Sen. Kirsten Gillibrand, D-N.Y., has introduced the latest in an onslaught of legislation that is intended to change the culture surrounding the military and the horrific commonality of sexual assault in the armed forces.
Gillibrand unveiled the Military Justice Improvement Act Thursday, one of the most drastic steps lawmakers have taken to date in order to curb the staggering number of sexual assaults that occur in the military each year.
"Too often, these brave men and women find themselves in the fight of their lives not off on some far-away battlefield, but right here on our own soil, within their own ranks and commanding officers, as victims of horrific acts of sexual violence," Gillibrand said.
Under the legislation, discretion on whether to prosecute sexual assaults and other crimes punishable by more than a year in prison would be given to military prosecutors instead of their commanding officers. Gillibrand argues that victims need to know that the merits of their case will be considered by a law professional and not a supervisor.
"Our bipartisan bill takes this issue head on by removing decision-making from the chain of command, and giving that discretion to experienced trial counsel with prosecutorial experience where it belongs. That's how we will achieve accountability, justice and fairness," Gillibrand said.
In the past, the military's top brass have been reluctant to allow such a drastic change, but lawmakers on Capitol Hill are pouring on the pressure as multiple reports of sexual assaults grab national headlines.
Gilibrand's bill is just one of many introduced this spring as the Department of Defense's annual report showed there were 26,000 sexual assaults in the military in 2012.
Sen. Kelly Ayotte, R-N.H., and Sen. Patty Murray, D-Wash., introduced a bill earlier this month that would provide sexual assault victims with a military lawyer to help guide them through the complicated process of filing claims and would require DoD to keep better records on assault statistics.
Another bill, the Ruth Moore Act, introduced by Sen. Jon Tester, D-Mont., and Rep. Chellie Pingree, D-Maine, would cut the red tape that prevents sexual assault victims from getting the disability benefits they are entitled to.
It is a lot of action on an issue that received relatively little media coverage or congressional scrutiny in years past and advocacy groups say they welcome the new momentum.
"The military has traditionally been playing Whac-a-Mole," says Greg Jacob, the policy director for the Service Women's Action Network. "There has not really been any attempt before to have systemic reform. This is one of the first times that we have so many people looking at the process."

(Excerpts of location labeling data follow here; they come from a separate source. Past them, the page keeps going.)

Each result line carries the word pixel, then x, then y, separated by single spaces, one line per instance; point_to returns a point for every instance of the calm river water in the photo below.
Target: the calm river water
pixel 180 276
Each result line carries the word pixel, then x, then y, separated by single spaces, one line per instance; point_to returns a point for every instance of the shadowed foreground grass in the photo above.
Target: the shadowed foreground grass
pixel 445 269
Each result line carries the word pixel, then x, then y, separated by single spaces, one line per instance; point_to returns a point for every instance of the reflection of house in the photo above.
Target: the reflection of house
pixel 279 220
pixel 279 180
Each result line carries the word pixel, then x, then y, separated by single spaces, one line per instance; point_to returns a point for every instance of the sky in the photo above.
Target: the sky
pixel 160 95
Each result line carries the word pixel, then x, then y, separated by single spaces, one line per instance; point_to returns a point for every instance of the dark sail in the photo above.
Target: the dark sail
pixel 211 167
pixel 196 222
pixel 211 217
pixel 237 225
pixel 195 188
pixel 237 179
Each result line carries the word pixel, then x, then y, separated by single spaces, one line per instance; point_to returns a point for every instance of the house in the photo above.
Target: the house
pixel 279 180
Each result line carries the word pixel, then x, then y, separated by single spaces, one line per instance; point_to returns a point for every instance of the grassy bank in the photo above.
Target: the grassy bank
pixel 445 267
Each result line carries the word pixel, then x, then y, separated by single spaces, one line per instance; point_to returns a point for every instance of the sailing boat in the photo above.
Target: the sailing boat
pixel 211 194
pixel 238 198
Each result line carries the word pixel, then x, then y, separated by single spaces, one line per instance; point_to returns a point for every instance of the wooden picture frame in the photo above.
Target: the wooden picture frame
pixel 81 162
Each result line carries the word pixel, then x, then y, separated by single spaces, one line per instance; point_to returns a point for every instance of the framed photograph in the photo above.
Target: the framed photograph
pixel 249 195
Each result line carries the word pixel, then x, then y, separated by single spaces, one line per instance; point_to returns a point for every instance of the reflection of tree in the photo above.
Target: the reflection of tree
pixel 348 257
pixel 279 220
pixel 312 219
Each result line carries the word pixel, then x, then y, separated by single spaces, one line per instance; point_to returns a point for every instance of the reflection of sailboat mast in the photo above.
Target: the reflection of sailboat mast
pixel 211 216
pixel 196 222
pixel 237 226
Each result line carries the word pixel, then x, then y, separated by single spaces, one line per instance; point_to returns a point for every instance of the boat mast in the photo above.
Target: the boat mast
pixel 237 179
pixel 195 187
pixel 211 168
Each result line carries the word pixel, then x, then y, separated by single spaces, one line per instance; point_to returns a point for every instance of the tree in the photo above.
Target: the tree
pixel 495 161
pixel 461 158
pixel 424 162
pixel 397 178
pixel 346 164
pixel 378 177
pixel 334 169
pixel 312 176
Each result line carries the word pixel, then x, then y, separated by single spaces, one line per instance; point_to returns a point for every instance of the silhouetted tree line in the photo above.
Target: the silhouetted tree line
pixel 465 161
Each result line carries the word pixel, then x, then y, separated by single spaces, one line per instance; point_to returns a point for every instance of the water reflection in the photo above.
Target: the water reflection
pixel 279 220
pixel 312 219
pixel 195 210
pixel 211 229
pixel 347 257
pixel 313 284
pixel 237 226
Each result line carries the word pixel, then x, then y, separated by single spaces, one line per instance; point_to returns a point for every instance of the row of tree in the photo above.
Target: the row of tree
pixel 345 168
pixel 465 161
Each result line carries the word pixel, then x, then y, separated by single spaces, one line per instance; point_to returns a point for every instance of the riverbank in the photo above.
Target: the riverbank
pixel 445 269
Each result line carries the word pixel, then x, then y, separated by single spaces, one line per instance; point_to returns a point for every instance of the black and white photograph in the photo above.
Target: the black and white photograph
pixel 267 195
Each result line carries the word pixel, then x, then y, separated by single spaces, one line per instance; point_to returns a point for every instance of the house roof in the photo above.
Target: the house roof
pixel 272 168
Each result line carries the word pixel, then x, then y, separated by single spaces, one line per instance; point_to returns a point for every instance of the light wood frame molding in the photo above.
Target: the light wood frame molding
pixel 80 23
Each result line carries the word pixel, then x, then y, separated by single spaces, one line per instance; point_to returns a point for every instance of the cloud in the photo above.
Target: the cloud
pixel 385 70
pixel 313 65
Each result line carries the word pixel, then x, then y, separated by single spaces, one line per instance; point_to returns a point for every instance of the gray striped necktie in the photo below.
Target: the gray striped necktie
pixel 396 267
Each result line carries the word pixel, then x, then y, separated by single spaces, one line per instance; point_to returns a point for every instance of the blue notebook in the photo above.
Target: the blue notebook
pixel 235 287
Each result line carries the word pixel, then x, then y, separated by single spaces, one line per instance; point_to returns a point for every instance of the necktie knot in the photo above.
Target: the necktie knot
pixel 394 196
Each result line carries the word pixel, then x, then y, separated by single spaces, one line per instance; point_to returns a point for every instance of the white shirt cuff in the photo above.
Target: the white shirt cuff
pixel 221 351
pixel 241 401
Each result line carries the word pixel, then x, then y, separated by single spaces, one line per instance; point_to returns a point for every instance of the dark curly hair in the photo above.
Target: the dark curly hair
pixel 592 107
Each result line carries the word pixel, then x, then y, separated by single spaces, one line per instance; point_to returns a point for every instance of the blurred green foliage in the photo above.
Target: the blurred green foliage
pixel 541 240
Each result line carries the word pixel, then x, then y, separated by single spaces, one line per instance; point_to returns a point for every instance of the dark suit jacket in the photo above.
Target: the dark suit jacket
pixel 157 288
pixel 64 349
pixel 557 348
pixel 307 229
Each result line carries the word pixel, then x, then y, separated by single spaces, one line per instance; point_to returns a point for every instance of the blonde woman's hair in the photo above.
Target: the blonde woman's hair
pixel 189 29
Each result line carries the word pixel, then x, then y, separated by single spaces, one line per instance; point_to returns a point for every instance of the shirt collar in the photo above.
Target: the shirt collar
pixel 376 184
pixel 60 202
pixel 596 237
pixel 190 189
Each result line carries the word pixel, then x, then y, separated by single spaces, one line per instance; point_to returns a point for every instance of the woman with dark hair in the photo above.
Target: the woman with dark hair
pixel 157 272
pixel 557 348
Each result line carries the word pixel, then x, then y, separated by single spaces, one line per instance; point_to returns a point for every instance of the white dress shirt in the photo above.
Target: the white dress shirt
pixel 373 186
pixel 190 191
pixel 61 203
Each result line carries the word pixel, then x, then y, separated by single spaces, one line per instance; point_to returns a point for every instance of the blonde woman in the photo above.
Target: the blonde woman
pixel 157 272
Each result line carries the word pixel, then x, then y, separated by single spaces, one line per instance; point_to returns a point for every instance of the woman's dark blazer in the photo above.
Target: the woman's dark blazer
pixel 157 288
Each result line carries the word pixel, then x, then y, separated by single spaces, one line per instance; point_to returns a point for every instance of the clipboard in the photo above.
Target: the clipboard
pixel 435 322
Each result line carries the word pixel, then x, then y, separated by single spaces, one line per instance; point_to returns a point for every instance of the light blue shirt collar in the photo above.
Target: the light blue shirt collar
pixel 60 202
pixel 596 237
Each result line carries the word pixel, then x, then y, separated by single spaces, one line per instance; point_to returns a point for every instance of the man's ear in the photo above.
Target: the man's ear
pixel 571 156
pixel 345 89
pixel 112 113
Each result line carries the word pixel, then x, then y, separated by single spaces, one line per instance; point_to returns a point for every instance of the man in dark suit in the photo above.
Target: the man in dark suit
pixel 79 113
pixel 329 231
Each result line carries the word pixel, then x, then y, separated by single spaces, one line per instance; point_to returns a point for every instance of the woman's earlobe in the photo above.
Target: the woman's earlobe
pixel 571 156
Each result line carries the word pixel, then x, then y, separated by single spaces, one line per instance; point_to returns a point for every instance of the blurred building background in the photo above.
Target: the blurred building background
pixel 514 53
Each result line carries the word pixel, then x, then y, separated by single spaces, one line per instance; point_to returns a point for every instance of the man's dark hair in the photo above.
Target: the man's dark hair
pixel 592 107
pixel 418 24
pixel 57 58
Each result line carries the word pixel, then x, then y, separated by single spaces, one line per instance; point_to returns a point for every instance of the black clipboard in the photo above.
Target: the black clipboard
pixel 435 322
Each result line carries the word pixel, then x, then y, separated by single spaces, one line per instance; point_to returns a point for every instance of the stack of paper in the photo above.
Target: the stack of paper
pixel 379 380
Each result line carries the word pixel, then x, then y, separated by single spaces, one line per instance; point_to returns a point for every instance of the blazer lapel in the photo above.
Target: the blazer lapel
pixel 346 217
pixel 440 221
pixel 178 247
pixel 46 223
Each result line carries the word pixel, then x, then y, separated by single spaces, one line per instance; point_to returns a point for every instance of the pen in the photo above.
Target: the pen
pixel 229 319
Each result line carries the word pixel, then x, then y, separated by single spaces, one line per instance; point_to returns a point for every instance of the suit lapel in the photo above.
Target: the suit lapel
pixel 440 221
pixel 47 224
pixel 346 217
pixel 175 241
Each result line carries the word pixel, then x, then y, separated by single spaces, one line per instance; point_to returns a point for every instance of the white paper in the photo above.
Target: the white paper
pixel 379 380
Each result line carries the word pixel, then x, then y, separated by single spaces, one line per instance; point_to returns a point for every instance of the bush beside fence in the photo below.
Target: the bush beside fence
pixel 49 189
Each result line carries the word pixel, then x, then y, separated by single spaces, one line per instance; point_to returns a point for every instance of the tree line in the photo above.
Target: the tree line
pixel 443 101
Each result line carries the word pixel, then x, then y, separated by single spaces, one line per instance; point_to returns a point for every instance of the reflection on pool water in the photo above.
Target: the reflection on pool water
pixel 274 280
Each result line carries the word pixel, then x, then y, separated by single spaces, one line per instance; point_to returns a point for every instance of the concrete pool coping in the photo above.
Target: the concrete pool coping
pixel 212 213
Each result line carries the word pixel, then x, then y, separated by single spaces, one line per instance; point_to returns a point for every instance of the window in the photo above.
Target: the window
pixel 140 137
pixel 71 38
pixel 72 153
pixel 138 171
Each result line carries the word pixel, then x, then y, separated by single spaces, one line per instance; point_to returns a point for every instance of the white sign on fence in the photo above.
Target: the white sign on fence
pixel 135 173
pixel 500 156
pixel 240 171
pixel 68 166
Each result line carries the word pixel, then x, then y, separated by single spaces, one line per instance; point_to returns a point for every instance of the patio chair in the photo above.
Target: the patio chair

Despite all the political grandstanding in Congress, Jacob says this is an issue that seems to have broken through the partisan noise.
"This has gotten bipartisan and bicameral traction. This is probably one of the toughest sessions of Congress since the Civil War in trying to get stuff done, but everyone is aware of this issue and there is a real effort and a real sense that there needs to be something collectively done," Jacob says.
For Ruth Moore, who was sexually assaulted by her supervisor more than 25 years ago, each bill offers an important step to give victims more options to report crimes. Moore argues that a holistic approach is the only way to stop the crimes.
"I think of it like a medical problem. While the Band-Aid approach is more focused, the problem is more like a systemic infection and the use of a broad spectrum antibiotic is the only way to treat it effectively," she says.